FIFTY YEARS OF
REFLECTION ON FOUR YEARS AT WILLIAMS COLLEGE
By Jeffrey Bowen’67
My wife Hillary and I are nearing our fiftieth wedding
anniversary. Our son Seth (40), and
daughter Carrie (42), are both happily married and we have two sweet adolescent
grandchildren, Sam and Willow. I owe Williams a good deal of credit because
all this started when I met and fell in love with Hillary Warner in my junior
year.
She became a wonderful feature of
my college life, really at times a relief from its academic stress. We married in 1967
after her many visits to the campus from miles away. In fact, on a snowbound weekend in December
1967, we spent our honeymoon (between term papers at John Hopkins) at the
Williams Inn. I can still see us skating
around the Williams hockey rink amid the flakes. Just the two of us. It was magic.
At Williams I learned how to research, write, and think
across a broad liberal arts spectrum of coursework in American Civilization. I enjoyed writing about unusual topics. Most provocative and fun was my culminating
senior honors seminar paper (encouraged by Professor Fred Rudolph) titled, “Party Women, Party Weekends at Williams
College.” To complete this paper, I sifted through reams of
Williamsiana stored in a little room behind the main desk at the Stetson
library, interviewed a houseparty queen from the 1920s who lived nearby, and
corresponded with alums who had seen the first cars to arrive on campus. This was more than an academic paper. It was an adventure. I called myself a social historian and
declared at the outset, “I have treated extensively a confounding, nebulous
subject – women and man’s thoughts about women – as a means of showing how
houseparties and their implicit moral tones have evolved. Nearly every word I utter about women is
biased.” So true.
Other courses still live in my present. Thanks to American Art and Architecture
professor Whitney Stoddard, whenever we arrive in a community, I put labels on
the architecture. Also, by assigning us
the task of building plans for a summer vacation house on an actual plot, he
inspired the handicraft triumph of my life.
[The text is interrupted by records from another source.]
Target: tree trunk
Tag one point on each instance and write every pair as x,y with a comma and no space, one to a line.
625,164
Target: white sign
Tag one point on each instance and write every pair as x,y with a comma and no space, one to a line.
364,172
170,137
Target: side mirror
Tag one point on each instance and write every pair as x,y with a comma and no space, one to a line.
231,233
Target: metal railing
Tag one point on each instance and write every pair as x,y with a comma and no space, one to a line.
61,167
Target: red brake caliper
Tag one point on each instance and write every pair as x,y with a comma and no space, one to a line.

War and American Society with Professor Zilversmit highlighted
the history of America’s conceptions of collective security. The course occurred simultaneously with our
developing entanglement in Vietnam. After four years in the USAF, with a tour in
Vietnam, I have come to realize that we baby boomers live chronically in the
presence of war and the absence of peace. We constantly retrofit national security to
justify our needs.
Music offered a buffering, fun-filled experience at Williams,
partly because my trombone always led the marching band down Spring
Street. To this day I marvel at the
precision of large university marching bands.
Too bad they never have learned the superior famous scatter formation of
the Williams marching band, directed by our forgiving conductors Irwin Shainman
and Fran Cardillo.
My years at Williams were a powerful launching pad. They propelled me toward married life
eventually in a healthy rural environment in rural western New York. They led me to a professional career in
public education. Thus I spent 20 years
as director of research for the New York State School Boards Association. They
encouraged me to embrace the dynamics of American politics embodied locally in
school boards. Thus I served as a school
district executive for many years. The
gorgeous setting of the college enabled me to appreciate beauty in writing,
photos, and music. I still pursue all
three.
My time at Williams nurtured an understanding of the word community. American history and democracy are anchored
on the bedrock of small-town community life.
Hillary and I, both retired superintendents of schools in adjoining rural
districts, have realized that community is self-renewing. Now we have the space, time, and choices to
create new and different variations around it.
Never do I forget how much of my destiny was shaped by sitting across
from Mark Hopkins on the end of a log.